The movie opens with a man running thru the moors fleeting from some unseen terror. He collapses and dies, which we know since the next scene is the coroner’s inquest. They determine that it was natural causes, though his friend Dr. Mortimer insists he was murdered. I suppose I should also mention that the man was the current Sir Baskerville. This is important since Henry, the heir, has arrived in England to claim his inheritance. Dr. Mortimer is concerned for his safety and comes to see Holmes about it.
After some shenanigans in London Holmes sends Sir Henry off to his estate with Dr. Watson tagging along to keep an eye on him. He claims he needs to finish another case, but the truth is Sherlock wishes to sneak into the village to investigate without anyone knowing he is there. After we are introduced to some locals aka. suspects the mystery starts to take shape. What appears to be a spectral beast referenced in a family curse turns out to have a much more mundane origin. Someone is after Sir Henry, but it isn’t some spiritual entity or family curse. Nope this is all about good old human greed.
I’ve read this story many times and have seen this as well as all the other adaptations of it so there wasn’t much mystery involved for me. But even if I hadn’t gone into it with that knowledge, I would say that this isn’t your typical Holmes story. There is far less deduction and collection of clues in The Hound of the Baskervilles as it leans more into the action with them running around the moors chasing down the things that go bump or actually howl in the night. Not only do we have the mysterious beast mentioned in the title but there is also an escaped murdered/lunatic. And the latter doesn’t even have anything to do with the main story!

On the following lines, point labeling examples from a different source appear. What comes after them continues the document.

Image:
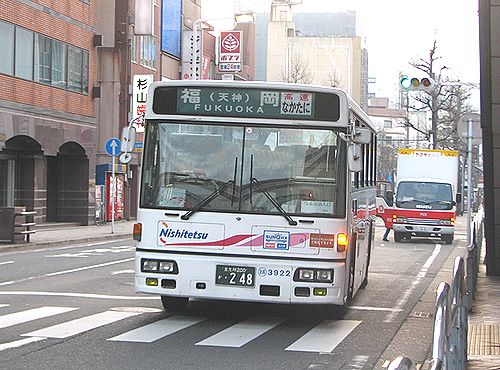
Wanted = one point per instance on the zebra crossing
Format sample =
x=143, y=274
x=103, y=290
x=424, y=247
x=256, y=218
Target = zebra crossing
x=324, y=337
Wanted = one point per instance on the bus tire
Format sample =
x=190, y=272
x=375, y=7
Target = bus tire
x=174, y=304
x=398, y=237
x=448, y=239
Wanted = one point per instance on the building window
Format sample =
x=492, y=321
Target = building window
x=24, y=54
x=133, y=49
x=58, y=75
x=7, y=54
x=42, y=59
x=148, y=51
x=74, y=69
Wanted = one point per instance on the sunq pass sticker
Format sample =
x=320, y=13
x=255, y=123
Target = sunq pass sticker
x=276, y=240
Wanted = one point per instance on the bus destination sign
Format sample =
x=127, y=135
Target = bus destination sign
x=245, y=103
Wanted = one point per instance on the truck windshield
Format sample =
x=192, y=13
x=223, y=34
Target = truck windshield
x=424, y=195
x=250, y=169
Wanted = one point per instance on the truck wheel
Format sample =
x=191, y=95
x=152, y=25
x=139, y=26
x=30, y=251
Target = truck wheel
x=398, y=237
x=448, y=239
x=174, y=304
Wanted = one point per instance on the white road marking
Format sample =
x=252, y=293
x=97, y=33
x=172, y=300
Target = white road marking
x=19, y=343
x=123, y=272
x=33, y=314
x=67, y=271
x=325, y=336
x=74, y=327
x=94, y=252
x=242, y=333
x=158, y=329
x=78, y=295
x=370, y=308
x=421, y=274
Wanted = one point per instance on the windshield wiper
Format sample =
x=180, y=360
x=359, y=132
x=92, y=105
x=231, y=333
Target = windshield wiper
x=206, y=200
x=273, y=201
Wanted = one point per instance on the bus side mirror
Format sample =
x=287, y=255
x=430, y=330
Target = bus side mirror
x=389, y=198
x=362, y=136
x=354, y=157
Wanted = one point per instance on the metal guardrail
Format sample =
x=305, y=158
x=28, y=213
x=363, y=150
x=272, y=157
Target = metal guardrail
x=453, y=302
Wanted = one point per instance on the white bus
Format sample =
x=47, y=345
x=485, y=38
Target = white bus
x=253, y=191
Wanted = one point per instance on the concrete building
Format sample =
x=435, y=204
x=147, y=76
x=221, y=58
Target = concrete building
x=48, y=124
x=301, y=55
x=489, y=42
x=67, y=71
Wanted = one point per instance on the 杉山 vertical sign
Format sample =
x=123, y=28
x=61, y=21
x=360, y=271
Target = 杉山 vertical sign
x=140, y=88
x=230, y=51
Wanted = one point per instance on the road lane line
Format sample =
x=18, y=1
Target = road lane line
x=30, y=315
x=157, y=330
x=66, y=271
x=420, y=275
x=78, y=326
x=19, y=343
x=242, y=333
x=324, y=337
x=78, y=295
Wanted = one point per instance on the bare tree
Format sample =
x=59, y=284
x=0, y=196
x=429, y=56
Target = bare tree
x=448, y=102
x=298, y=71
x=333, y=79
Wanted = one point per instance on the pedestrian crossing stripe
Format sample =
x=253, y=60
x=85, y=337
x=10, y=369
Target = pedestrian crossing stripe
x=323, y=338
x=158, y=329
x=30, y=315
x=242, y=333
x=78, y=326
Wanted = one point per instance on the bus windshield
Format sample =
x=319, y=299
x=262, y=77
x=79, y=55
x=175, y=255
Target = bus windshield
x=424, y=195
x=247, y=169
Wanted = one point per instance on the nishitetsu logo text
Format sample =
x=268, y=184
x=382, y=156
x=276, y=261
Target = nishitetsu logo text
x=167, y=232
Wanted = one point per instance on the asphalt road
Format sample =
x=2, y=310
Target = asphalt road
x=74, y=307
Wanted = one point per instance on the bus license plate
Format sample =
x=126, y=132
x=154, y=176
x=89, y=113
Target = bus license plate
x=235, y=275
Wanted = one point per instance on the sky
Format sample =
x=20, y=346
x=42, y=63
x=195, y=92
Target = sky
x=395, y=32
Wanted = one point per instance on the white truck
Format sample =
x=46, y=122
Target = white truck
x=426, y=194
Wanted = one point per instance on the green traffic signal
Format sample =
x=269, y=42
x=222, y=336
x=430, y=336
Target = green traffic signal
x=416, y=84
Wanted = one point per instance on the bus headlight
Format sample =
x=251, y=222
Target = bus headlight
x=324, y=276
x=313, y=275
x=306, y=275
x=159, y=266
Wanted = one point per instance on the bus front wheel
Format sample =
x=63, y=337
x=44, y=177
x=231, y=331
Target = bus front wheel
x=174, y=304
x=398, y=236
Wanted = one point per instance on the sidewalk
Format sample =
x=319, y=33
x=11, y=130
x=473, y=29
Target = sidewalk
x=74, y=234
x=484, y=319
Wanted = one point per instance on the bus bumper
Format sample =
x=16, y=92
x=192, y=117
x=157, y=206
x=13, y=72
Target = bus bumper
x=423, y=230
x=265, y=280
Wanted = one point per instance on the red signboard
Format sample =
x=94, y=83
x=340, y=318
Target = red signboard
x=230, y=51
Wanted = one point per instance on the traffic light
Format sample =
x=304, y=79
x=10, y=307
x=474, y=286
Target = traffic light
x=417, y=84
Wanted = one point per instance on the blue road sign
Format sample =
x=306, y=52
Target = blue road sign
x=113, y=147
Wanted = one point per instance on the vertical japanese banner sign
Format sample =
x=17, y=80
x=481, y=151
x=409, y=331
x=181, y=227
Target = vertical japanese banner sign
x=139, y=96
x=191, y=55
x=230, y=51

Oh and make sure that you are watching the version that is eighty minutes long. There are other cuts out there that were made for television as well as removing a particularly controversial line. For those not familiar with the classic stories of Conan Doyle he had his detective addicted to cocaine, which was the only way he could relax and allow his mind to go idle. The last line of the uncut movie reflects this. “Oh, Watson… the needle.” It doesn’t add anything to the movie but I always prefer the original vision of the filmmakers.
The cast is solid with Basil Rathbone and Nigel Bruce appearing as Holmes and Watson respectively. They are great in this movie and have immediate chemistry. This is one of the main reasons that we ended up with another thirteen of these movies. That was despite of the mixed quality of the latter entries. There are also fun appearances from Lionel Atwill as Dr. Mortimer and John Carradine as Barryman the butler. Atwill would appear later in the series as Holmes’ nemesis Moriarty.
One more thing before I go. The elaborate sets used for this movie were reused for the Charlie Chan flick Castle in the Desert which I’ve already covered here. It is always fun to find little connections like this while doing research on my reviews.